Thanks guys. [Gals. Folks. Whatever. I may live in Madison but I'm old. I'm still learning this stuff the hard way: Having an ambiguously-gendered kid will do that for you!]

OK, now I think I understand what's going on with the algorithm; it's actually pretty much like what I thought it would be. And given that my backlash is something like 90 steps, and the linear algorithm moves out, then in, several times that at least every time it does a run, you'd think it would Just Work. Maybe there's another source of ugly of which I'm unaware.

I should definitely increase the tolerance, thanks for that suggestion. It's painful to watch it achieve really good focus, then move away from that to establish the other side of the curve, and then never manage to find that point again, poor thing! I think what I might need to do is bring a micrometer and measure where the focusing tube actually is at these points on the curve. I tried to keep track of it on the fly by doing all the arithmetic in my head but that worked about as well as you'd expect for a tired old fart in the dark and cold.

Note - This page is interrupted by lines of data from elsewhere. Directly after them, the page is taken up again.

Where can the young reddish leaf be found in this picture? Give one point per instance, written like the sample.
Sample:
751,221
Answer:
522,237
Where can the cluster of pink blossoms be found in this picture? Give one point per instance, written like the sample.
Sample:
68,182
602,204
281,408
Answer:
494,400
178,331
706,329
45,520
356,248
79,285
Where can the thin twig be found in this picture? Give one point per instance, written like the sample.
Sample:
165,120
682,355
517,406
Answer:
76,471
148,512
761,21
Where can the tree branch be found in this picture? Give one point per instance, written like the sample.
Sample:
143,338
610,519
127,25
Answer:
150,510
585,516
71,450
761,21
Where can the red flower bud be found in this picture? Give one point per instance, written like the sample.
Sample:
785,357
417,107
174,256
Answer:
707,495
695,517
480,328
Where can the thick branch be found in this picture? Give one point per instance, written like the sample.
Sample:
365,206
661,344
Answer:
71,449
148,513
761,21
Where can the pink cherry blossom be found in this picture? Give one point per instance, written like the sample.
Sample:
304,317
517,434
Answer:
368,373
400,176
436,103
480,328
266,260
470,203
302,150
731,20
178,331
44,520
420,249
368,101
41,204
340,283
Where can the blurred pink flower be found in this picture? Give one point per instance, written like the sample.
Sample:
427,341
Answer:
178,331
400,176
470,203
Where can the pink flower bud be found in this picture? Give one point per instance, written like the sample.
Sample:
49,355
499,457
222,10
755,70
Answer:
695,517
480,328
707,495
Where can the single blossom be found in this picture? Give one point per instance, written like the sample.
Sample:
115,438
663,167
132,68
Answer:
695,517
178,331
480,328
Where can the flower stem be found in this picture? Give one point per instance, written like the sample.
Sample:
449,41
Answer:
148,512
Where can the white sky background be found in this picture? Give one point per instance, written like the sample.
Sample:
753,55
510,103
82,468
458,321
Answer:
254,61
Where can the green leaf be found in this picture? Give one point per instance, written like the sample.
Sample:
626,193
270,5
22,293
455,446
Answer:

If only I could work on this any time I wanted! I've even thought about poking a pinhole in a piece of cardboard, hanging that on the fence with a light behind it, and pointing the scope out the window at it. Who knows, it could work. Of course now it's not just cloudy but RAINING, so it would have to be something waterproof...

Re nirvana: I can't remember which politician he was referring to, eons ago, but I clearly recall the comedian Mark Russell talking about how in the middle of their speech, this pol "segued off into the Realm of The Moonbeam". I think <em>nirvana</em> would be perfect automatic focus, this is something more like TROTMB.

ZOMG I can hardly believe it. I had noticed that Kevin recommends putting in a delay value to improve torque, but I thought "Jeez, this thing is slow enough already" and "It moves the knob just fine, no need to putz with that".

Well, imagine my surprise when I put in a value for that and the pulley started whirling around at speeds never before seen!

If there's backlash, it's less than a step, which means less than 0.03mm focus-tube linear movement by my measurements.

Think I probably got it now. Sigh. Thanks again for all the help. I'll let you know the next time I can see stars how it actually goes.

Edited to add: I don't have stars, but I have cardboard, a headlamp, and a clear drybag (it's raining). So I made a pinhole in the cardboard and taped the light behind it, set it out as far out in the backyard as I could go, and pointed the scope at it. Given the limitations of my "star", I think I got excellent results, every focusing algorithm converged and linear seemed to do so pretty directly and with no weirdness. There is perhaps a little more backlash than I thought, but it's at most on the order of 15-20 steps, not 100. I took out the backlash and made a careful measurement of focus tube movement over 2000 steps with a digital micrometer. Came out to 4.8 microns per step. With a CFZ calculated at 46.5 microns, that should be adequiate to achieve critical focus repeatedly. Can't wait for stars now!